OT:
It is my belief that there is a strong political component to "justice". Take CMKX. Let's imagine the absolute worst that you can about Mr. Casavant. Let's suppose that all those Fifth Amendment invocations hide really bad things. Let's say that he issued himself stock wantonly, never kept any books, and never pursued any operations for the business. How much jail time do you think he'd get? A year? Wouldn't you be amazed if he got three years?
By contrast, let's look at Sam Waksal. What did he do wrong at Imclone? One case of insider trading. And all the while he built a strong company and saved thousands of people's lives. So the judge, jury, prosecution, and media weighed the good with the bad, and what did they give him? Seven years.

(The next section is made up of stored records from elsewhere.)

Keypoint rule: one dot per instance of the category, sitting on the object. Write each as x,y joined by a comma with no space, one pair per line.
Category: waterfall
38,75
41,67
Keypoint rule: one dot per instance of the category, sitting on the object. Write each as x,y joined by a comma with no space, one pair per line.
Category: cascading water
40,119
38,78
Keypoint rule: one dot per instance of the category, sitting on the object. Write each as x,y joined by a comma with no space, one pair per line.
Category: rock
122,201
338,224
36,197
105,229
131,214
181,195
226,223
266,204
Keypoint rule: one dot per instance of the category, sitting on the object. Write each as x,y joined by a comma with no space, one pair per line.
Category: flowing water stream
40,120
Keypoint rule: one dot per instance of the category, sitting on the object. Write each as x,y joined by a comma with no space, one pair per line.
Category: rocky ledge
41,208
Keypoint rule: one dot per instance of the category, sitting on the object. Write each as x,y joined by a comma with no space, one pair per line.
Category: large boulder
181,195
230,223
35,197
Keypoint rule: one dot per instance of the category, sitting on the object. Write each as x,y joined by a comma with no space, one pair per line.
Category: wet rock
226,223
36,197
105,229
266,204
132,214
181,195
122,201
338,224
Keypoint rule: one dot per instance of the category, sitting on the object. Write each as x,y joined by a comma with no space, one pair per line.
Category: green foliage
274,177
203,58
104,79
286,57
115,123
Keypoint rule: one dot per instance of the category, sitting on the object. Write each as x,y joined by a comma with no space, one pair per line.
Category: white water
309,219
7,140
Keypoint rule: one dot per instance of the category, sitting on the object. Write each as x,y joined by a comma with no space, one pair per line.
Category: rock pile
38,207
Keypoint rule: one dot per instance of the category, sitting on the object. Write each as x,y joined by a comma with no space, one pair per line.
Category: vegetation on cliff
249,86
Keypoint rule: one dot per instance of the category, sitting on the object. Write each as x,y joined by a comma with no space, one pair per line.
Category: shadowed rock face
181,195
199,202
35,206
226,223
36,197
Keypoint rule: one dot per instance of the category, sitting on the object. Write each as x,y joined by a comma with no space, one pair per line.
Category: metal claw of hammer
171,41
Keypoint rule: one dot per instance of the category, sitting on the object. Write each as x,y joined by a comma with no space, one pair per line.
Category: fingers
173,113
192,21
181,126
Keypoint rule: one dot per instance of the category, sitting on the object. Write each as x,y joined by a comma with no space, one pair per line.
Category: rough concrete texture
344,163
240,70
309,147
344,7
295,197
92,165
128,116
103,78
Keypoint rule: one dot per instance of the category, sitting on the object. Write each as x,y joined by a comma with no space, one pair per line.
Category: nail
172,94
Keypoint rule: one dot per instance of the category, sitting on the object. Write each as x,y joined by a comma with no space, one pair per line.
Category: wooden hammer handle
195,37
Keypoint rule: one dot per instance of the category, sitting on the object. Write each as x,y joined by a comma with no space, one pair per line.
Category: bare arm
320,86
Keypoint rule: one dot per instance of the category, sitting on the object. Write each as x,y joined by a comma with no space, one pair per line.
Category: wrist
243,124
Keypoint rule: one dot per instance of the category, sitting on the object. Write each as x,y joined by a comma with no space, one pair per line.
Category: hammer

The difference between Mr. Waksal and Mr. Casavant is that Mr. Waksal was a big public figure who became the poster child for corporate excess at a time when people had lost a lot of money and were looking for scapegoats. Mr. Casavant is a nobody who may well have done much, much worse, but no one cares. So, if he's guilty of anything, he'll get off comparatively easy.
Returning to our original topic, my belief is that the brokers now realize how much anger is directed at them. Not only that, but when they have ineptly tried to play tough (a la Worldcom and Perelman) they have gotten REALLY nailed. So now their counsel does a quick assessment: a) I can advocate playing hardball, and, if it doesn't work, risk getting sued by my rich client (a la Morgan Stanley in Perelman), or b) I can advocate paying up and putting this behind them. Not surprisingly we are in the paying-up era--big-time.
This is a whole other matter from whether there was any real culpability on the banks' part with Enron.
what are your opinions as to the Citigroup payout to the Enron shareholders?
After their Worldcom debacle I think they'll pay anything. Sandy Weill is out of day-to-day operations; Prince just wants to put all this crap behind him.